In the follow-up to his remarkably successful book The Know-It-All, in which he spent a year reading the entire Encyclopedia Britannica, A. J. Jacobs decided that he would test what is required of observant Jews in A Year of Living Biblically. While the idea is clever, it is based on a faulty assumption. Observant Jews do not live biblically at all. Jews live in accordance with rabbinic interpretation of the Bible, not accordance with the Bible alone. As I frequently teach non-Jews, Judaism is a post-Biblical religion.

 

Cynics would argue that the Rabbis arrogated to themselves a power denied them by scripture. However, a close reading of several passages proves otherwise.
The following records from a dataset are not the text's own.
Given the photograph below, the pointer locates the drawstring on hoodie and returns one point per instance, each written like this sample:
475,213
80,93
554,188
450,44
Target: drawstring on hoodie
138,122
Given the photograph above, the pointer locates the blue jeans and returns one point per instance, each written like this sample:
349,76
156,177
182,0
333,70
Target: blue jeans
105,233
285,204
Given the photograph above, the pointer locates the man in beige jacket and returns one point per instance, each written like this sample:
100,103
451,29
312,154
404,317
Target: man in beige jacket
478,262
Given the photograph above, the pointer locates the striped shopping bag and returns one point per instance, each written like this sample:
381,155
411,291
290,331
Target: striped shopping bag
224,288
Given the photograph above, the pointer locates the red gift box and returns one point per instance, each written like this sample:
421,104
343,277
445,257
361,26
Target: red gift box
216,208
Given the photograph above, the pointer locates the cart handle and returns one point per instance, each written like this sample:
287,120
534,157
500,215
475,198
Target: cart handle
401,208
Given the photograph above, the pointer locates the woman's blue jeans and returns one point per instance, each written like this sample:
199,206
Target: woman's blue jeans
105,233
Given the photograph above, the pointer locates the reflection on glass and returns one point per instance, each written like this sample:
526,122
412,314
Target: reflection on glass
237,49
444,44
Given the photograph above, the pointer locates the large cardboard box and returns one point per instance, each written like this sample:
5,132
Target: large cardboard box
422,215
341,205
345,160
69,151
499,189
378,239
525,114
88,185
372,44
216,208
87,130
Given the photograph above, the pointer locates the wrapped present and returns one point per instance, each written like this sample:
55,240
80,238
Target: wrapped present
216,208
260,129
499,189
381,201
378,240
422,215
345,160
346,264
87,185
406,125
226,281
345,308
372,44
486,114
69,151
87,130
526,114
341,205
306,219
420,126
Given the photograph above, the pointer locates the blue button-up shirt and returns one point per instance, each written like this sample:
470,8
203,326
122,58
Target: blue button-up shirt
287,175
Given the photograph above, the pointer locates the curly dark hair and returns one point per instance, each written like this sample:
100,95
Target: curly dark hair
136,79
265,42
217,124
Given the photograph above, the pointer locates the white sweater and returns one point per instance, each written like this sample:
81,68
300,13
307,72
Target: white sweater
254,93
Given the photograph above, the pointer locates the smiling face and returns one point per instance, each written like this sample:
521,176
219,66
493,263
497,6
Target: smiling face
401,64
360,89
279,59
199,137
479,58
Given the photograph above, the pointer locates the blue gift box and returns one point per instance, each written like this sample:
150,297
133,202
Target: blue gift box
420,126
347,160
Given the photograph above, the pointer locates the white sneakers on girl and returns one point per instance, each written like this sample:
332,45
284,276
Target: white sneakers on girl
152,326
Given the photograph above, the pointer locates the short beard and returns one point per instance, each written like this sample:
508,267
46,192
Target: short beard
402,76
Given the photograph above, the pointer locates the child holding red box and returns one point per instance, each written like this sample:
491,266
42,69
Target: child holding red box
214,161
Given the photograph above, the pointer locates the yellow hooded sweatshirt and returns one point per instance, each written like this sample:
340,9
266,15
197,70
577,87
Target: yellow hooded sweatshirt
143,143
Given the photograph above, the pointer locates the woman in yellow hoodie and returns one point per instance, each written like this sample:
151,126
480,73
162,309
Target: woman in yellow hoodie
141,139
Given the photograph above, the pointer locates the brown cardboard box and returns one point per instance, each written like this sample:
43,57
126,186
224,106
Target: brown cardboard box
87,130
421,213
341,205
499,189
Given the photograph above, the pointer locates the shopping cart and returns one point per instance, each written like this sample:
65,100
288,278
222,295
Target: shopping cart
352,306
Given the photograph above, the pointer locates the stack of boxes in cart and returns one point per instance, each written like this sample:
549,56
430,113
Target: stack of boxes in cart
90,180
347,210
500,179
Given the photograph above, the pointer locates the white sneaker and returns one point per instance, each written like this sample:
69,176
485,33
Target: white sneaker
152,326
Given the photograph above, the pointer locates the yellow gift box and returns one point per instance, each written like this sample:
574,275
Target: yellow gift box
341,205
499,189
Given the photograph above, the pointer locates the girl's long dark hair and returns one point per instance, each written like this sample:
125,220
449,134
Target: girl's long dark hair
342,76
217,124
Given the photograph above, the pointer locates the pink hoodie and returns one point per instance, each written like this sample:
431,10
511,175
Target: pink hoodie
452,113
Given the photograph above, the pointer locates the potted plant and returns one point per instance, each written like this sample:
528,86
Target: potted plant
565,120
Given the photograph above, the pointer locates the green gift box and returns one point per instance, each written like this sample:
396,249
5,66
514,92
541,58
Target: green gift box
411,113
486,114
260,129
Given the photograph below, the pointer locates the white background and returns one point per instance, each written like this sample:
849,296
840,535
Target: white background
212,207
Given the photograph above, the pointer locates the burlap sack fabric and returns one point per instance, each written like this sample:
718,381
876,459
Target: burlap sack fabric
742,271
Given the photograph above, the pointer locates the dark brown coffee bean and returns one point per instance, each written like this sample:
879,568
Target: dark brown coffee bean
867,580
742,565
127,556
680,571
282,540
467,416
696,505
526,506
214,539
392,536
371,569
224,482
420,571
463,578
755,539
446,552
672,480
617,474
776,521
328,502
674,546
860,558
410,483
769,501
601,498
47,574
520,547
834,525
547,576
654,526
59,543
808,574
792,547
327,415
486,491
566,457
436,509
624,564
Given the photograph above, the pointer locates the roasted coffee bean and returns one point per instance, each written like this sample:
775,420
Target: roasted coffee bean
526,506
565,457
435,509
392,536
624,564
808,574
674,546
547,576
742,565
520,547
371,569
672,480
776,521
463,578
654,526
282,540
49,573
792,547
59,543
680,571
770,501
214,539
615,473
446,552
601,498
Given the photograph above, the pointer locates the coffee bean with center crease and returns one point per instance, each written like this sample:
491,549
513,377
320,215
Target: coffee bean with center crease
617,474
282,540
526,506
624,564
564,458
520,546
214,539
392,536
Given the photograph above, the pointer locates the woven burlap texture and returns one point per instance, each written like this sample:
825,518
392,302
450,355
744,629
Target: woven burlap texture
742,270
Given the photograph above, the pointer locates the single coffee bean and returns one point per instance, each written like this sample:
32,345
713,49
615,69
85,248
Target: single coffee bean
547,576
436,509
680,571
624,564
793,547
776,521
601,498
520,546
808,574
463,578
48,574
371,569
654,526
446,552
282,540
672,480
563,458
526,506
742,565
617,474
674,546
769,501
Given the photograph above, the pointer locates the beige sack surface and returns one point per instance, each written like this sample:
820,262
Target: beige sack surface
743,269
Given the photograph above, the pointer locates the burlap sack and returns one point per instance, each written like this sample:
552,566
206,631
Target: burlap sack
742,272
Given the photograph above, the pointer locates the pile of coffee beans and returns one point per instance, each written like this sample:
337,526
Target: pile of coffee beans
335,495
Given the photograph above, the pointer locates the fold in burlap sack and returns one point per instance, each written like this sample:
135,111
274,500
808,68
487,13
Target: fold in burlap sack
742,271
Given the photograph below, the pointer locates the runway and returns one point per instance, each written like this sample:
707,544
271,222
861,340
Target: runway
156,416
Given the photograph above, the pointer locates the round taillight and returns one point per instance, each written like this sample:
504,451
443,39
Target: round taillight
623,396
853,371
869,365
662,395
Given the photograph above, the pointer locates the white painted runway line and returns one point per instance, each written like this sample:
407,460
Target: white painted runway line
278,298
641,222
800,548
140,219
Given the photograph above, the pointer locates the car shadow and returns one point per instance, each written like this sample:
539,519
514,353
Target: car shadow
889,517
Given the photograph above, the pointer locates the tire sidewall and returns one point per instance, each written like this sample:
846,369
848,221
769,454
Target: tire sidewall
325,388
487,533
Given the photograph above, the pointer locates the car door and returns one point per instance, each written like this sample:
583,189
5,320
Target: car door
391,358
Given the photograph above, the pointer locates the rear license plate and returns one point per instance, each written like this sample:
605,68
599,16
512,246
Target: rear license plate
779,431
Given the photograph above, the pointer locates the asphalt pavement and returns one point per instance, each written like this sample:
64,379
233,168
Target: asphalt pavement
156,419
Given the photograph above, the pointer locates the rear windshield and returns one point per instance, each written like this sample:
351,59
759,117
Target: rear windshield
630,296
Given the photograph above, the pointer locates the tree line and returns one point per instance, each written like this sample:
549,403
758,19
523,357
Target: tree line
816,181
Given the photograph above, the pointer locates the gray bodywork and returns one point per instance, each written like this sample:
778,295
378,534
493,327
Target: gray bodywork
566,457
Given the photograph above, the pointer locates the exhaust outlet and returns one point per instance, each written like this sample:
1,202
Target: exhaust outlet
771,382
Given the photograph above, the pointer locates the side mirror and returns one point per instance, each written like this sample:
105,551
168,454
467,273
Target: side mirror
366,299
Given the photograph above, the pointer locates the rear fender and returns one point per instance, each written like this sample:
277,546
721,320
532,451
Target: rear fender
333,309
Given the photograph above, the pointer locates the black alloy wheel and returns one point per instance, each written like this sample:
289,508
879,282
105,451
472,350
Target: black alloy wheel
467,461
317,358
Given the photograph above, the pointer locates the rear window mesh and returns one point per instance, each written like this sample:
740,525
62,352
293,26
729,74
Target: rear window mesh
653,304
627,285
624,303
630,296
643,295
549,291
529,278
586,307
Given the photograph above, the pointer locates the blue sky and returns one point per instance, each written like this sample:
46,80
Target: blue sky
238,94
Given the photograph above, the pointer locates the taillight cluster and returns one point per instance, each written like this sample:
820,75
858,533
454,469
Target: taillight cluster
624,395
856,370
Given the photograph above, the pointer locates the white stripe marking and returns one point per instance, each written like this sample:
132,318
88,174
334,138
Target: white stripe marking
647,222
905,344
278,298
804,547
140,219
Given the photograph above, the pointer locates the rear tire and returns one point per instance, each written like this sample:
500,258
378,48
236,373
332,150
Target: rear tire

For instance, the Book of Deuteronomy considers what to do when, after conquering the land of Israel, some Israelites find themselves too distant from Jerusalem where, it would seem, the only eating of meat is permitted as part of a sacrificial offering. The text allows for the local slaughter and eating of meat provided that it follows the procedures precisely as God had commanded (Deuteronomy 12:21). However, there is no other statement of these procedures any place else in the Torah. Hence, the text could only be referring to rules that are part of a parallel, oral tradition.

 

One of the heroes of Jewish history during the amphictyonic period is Gideon who leads the people to victory over the Midianites. Gideon recalls the many wonders Israelite fathers told their children about at the time he is given his mission (Judges 6:13). Note that Gideon does not refer to the plagues or to the Exodus that are specifically detailed in the Torah but to other unspecified “wonders” that go unmentioned. The text itself alerts us to the method by which traditions were passed on.

 

And it is in God’s charge to Moses before the eighth plague that God confirms the same method. The purpose of the plagues – and Pharaoh’s obstinate refusal to surrender to them – is identified as the subject of future stories that will be transmitted to children and grandchildren (Exodus 10:2).

 

The orally transmitted stories and explanations complemented the written Torah text, adding new dimensions of flexibility and adaptability that enabled Judaism to respond to new challenges and still remain vital.